I sighed. "Why are you doing this?"

"What?"

"This." A vague gesture at him. "Acting like you care. You're already getting what you want."

"Dude." Rod looked hurt, actually hurt. "Dude, no. I do care. I mean, I thought I was getting what I wanted, but I'm not an asshole--" I snorted. "No, Martin, I play an asshole. I mean, there's a bit of the asshole at the core of it, the 'me' that likes to dominate and humiliate people, but that's... it's meant as fun. Fun for everyone."

He stood and started to pace. "Look, let's say I was, I dunno, a dom instead. Like a whips and chains dom. Say I was coming in here and, like, spanking you and Dee." He paused and looked to one side, contemplating the possibility. Then, shaking his head, he continued. "If that's something you want, and she wants, then I'm being a dom. If it's not? I'm committing assault. I'm hurting people that don't want it. One is fun for everyone involved. The other is a felony.

"And if I were a dom, I'd turn it off sometimes, too. Or really, I'd turn it on. That's what the Rod you're used to is: it's 'Heel Rod.' It's me, playing a bad guy, so I can do bad things to people that want me to do bad things and then get on with my life, and they can get on with theirs. But it sounds like you're not, and that's my fault."

He could tell I was dubious. "I dunno, Rod. Part of me thinks you're just fucking with me, that this 'sensitive' you is just another way you're going to fuck me over later. I didn't know any of this. Like, if you were a dom, we'd have had conversations about limits and the like. Safewords. This is..." I balled up my fists with frustration again.

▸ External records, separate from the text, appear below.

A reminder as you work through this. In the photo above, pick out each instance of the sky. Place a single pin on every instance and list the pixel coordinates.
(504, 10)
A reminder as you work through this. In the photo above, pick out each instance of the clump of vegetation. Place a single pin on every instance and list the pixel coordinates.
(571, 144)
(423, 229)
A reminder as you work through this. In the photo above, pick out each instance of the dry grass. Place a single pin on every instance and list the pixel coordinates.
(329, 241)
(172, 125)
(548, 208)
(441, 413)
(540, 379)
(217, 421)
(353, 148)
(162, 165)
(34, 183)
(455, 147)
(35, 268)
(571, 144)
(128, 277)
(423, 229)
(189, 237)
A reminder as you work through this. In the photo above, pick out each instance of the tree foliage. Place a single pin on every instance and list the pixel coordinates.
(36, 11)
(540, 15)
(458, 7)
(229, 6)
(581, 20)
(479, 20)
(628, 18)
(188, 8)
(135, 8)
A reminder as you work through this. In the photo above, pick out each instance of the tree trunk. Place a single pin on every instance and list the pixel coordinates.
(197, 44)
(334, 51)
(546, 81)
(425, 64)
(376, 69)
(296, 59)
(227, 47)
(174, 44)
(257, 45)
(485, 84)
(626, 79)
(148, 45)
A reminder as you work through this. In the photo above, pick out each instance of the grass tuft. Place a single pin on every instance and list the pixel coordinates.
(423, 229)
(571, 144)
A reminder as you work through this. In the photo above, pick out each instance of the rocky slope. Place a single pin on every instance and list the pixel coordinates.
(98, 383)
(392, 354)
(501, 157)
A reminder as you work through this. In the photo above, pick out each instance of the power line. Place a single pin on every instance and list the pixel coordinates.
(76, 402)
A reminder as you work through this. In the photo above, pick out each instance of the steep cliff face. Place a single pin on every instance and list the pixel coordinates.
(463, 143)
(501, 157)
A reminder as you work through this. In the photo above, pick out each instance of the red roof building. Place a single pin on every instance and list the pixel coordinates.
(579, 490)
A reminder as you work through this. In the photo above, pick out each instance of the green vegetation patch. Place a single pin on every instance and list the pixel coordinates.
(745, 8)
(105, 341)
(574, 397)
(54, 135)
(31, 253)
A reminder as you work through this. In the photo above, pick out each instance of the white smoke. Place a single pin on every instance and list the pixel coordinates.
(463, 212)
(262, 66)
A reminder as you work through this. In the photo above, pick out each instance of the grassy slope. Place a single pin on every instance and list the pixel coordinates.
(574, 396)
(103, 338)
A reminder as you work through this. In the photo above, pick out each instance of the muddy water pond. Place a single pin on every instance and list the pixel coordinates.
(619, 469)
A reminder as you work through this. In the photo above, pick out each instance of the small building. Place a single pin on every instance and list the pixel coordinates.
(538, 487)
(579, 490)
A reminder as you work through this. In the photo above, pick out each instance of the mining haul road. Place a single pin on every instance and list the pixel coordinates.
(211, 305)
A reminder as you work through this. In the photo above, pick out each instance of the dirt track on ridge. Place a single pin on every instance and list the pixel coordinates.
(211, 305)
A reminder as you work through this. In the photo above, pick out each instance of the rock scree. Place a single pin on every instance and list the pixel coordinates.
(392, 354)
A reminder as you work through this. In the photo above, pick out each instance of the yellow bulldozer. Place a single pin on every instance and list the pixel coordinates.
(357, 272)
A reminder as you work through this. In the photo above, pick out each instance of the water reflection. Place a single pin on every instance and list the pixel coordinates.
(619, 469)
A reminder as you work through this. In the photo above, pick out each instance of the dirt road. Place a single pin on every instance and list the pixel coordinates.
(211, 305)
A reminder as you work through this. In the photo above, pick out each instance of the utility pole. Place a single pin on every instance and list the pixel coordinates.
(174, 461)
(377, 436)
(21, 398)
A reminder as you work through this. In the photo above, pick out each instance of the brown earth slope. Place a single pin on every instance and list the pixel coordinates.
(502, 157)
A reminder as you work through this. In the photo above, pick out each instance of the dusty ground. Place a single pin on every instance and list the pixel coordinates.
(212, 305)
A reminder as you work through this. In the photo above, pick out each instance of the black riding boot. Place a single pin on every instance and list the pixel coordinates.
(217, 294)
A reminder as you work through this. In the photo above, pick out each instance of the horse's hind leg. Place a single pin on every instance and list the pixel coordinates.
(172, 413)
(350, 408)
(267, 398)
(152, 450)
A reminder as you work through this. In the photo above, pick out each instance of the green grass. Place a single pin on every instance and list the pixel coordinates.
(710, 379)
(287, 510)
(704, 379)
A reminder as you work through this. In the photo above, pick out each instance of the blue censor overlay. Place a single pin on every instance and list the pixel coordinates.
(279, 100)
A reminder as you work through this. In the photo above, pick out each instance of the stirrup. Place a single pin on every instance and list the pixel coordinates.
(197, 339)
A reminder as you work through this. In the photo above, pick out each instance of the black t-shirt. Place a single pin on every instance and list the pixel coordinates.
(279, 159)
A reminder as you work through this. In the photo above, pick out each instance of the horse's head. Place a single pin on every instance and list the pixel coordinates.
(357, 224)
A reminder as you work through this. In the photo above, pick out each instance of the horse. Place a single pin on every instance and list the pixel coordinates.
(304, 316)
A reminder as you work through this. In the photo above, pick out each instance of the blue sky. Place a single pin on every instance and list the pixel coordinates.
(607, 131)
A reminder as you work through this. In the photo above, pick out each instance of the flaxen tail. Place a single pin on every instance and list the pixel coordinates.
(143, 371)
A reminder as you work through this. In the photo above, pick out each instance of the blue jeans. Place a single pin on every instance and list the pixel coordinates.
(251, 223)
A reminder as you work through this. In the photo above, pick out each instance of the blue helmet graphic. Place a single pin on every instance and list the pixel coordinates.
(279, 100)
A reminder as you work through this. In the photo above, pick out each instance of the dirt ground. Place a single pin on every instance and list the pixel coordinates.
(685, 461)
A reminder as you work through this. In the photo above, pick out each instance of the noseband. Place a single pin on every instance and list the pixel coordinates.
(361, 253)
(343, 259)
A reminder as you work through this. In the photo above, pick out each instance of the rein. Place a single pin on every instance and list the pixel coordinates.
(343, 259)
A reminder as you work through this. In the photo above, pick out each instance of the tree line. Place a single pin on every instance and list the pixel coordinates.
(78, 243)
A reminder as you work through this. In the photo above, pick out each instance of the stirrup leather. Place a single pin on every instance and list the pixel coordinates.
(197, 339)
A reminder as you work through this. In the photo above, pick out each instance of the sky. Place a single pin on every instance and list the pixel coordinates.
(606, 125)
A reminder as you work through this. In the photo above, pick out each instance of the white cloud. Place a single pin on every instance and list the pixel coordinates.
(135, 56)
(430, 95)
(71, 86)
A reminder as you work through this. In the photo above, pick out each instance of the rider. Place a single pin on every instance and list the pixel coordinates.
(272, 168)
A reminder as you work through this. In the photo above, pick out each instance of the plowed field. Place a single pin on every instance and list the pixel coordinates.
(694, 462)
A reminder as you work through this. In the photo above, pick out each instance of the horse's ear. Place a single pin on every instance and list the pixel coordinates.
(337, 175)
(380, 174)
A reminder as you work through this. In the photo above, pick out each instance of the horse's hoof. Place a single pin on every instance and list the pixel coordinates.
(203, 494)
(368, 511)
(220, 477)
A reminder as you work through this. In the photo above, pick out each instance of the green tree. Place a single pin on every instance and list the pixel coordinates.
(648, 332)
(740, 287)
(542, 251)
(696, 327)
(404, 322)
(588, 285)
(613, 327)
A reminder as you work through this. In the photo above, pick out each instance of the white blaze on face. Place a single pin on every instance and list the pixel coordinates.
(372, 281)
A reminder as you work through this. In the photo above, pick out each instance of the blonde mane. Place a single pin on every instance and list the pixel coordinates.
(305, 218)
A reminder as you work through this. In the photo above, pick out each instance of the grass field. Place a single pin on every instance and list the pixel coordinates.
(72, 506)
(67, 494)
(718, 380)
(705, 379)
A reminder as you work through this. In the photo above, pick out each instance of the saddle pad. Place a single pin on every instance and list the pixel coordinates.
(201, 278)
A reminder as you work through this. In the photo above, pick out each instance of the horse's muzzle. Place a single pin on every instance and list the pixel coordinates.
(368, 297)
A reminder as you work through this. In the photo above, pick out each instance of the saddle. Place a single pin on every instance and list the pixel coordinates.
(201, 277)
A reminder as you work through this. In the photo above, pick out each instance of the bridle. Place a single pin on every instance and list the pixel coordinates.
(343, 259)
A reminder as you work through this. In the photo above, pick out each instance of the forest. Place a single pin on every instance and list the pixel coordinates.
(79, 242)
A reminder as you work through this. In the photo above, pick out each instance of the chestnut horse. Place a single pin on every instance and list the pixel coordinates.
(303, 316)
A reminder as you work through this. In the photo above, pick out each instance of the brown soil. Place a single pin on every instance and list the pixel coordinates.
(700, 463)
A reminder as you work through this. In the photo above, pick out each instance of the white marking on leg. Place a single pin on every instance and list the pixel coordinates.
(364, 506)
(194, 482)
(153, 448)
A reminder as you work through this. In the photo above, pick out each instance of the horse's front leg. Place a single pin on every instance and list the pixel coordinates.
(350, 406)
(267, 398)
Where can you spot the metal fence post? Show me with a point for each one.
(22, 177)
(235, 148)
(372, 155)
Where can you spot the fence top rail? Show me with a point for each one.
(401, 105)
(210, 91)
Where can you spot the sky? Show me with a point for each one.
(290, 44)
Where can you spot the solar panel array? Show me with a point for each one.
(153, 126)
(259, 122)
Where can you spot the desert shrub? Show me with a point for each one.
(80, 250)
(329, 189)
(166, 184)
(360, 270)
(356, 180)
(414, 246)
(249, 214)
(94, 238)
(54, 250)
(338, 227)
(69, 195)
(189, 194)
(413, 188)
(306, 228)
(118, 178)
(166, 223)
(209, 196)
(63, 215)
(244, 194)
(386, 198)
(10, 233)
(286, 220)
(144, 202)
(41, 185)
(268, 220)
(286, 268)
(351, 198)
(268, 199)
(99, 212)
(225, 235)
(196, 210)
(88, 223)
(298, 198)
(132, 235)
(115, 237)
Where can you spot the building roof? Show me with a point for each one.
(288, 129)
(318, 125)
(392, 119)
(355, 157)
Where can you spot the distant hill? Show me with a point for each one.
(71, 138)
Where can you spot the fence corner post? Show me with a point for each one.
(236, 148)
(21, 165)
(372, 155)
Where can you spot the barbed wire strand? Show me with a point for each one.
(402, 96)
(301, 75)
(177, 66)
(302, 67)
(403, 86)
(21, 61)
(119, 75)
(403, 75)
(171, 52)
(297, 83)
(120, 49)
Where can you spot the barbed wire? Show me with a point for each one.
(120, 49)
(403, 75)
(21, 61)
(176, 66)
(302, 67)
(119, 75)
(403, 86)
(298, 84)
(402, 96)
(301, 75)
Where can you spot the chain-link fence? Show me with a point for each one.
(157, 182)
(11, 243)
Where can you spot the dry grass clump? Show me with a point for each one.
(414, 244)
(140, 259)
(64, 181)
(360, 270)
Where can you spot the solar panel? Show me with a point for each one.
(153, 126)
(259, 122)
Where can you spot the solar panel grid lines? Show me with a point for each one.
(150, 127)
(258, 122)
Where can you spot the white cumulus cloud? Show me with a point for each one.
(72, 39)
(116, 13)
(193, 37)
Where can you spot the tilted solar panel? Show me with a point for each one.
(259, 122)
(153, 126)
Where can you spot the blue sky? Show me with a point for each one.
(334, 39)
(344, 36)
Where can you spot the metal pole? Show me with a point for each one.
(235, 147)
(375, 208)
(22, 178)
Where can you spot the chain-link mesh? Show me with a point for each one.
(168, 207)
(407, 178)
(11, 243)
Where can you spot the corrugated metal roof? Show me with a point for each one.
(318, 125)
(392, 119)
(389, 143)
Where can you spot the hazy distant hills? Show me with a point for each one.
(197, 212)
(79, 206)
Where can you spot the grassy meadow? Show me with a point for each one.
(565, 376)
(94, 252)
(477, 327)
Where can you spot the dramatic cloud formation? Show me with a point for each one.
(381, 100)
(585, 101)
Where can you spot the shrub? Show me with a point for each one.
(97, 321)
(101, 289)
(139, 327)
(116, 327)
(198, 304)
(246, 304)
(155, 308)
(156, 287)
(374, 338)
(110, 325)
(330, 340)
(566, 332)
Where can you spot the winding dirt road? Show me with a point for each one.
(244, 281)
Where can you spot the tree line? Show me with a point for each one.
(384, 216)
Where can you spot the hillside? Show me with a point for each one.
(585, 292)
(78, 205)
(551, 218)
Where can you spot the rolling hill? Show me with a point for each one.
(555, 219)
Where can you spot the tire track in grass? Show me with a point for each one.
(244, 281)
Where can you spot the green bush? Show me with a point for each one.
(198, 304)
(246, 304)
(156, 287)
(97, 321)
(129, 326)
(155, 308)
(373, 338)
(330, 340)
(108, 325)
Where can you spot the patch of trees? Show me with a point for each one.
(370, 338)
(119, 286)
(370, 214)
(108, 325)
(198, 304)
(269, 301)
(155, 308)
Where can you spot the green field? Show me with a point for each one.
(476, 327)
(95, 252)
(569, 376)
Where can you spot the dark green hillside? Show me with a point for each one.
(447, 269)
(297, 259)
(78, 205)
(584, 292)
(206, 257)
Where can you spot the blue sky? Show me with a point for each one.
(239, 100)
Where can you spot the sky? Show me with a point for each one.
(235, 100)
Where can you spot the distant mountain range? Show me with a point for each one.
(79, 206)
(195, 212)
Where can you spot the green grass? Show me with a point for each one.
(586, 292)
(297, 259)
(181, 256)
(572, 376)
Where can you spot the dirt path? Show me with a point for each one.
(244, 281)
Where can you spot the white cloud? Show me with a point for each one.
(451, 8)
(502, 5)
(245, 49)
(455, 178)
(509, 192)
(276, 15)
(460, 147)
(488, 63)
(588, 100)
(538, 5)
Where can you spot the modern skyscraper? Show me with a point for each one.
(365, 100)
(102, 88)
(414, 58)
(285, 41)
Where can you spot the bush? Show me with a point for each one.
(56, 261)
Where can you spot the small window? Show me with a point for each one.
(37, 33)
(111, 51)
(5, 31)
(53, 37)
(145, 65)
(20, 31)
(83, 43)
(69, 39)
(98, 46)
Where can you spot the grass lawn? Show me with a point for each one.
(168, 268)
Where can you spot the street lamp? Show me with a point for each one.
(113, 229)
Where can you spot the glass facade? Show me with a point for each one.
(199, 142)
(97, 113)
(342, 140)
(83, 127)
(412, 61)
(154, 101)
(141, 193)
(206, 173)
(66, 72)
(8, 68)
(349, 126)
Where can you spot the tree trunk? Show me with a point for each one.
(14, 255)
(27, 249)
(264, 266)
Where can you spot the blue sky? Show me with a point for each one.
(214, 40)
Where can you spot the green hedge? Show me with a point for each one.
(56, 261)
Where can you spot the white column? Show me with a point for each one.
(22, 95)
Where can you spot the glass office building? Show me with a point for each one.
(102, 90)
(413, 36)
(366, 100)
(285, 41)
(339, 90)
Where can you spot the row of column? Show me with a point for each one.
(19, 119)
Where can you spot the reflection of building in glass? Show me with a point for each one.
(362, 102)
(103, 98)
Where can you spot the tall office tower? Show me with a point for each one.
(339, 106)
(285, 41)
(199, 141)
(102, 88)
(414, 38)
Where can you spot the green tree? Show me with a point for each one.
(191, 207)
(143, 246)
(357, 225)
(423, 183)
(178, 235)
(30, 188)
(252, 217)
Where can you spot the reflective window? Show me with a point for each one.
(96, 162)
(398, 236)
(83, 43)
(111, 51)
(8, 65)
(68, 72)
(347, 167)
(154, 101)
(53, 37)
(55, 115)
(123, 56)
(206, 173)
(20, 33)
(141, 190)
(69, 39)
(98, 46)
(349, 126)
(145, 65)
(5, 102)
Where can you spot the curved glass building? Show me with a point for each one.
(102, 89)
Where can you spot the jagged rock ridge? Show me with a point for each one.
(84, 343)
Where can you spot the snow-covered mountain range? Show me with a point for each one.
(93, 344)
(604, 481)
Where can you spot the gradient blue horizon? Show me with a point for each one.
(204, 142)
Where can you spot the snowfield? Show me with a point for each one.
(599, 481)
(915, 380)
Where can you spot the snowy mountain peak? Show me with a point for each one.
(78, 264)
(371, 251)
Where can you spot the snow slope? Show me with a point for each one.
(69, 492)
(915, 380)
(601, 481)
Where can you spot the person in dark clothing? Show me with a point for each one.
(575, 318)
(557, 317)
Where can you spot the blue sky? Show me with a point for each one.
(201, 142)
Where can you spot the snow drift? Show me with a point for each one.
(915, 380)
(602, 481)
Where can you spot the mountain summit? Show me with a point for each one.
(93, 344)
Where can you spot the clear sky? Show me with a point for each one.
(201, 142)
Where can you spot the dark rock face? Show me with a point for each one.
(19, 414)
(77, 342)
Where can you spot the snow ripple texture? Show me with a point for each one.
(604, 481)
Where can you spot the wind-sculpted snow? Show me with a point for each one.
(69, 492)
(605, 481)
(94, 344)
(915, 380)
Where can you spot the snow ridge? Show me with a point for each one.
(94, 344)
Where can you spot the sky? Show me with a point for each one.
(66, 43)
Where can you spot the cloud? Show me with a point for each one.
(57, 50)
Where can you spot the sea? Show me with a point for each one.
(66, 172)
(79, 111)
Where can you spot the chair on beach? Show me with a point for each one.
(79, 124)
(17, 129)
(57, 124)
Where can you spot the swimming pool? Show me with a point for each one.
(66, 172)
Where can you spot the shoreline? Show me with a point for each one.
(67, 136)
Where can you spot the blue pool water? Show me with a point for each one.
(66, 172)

"No, man, I get that. It's... this is messier. It'd be easier if I was just caning you and Dee, because that's... like, everyone knows you should be talking about what's acceptable ahead of time. Anyone with half a brain, that is. But this, the humiliation aspect especially, is... it's complicated. Messier, like I said.

"Is it still humiliating if I tell you I'm going to do it? If you can psych yourself up for it? Does that make it more or less humiliating? Do you want the pain of knowing it's coming, or does that lessen the pain, or is it sort of both? Different answers to that for different folks.

"And then there's how Dee will react to you being more comfortable, to knowing that things are coming down the pike and you're going to be ready for them. Does she suddenly feel more self-conscious, because this stuff is so out there that you need a warning? Does she feel bad where she wouldn't have before? Or is she happier because you're happier? But if you're into humiliation, does she feel worse because you don't get as humiliated now, which she thinks of as her fault for not knowing what you want?"

This was all so fucked. I was listening to my wife's bull tell me that he's really a nice dude just playing the bane of my existence, and that he thought we were good until the week before. And the most frustrating thing? I was starting to believe him. He'd told me more about what I liked and why I liked it than I'd gleaned in months of research on the internet, and he really did seem to want to fix what had gone wrong.

"So what are you suggesting?"

"That really depends a lot on you, Martin." Rod picked up his bottle. "You done? Want another?" I nodded, and he took both of ours to the kitchen and brought back two more. He continued. "You like the humiliation, even if you don't want to like it, right?"

"Some of it, yeah. More than I used to. Less than Dee thinks I do, probably."

He nodded. "Okay, so what else do you get out of it? Like, just being selfish, what do you enjoy about this situation?"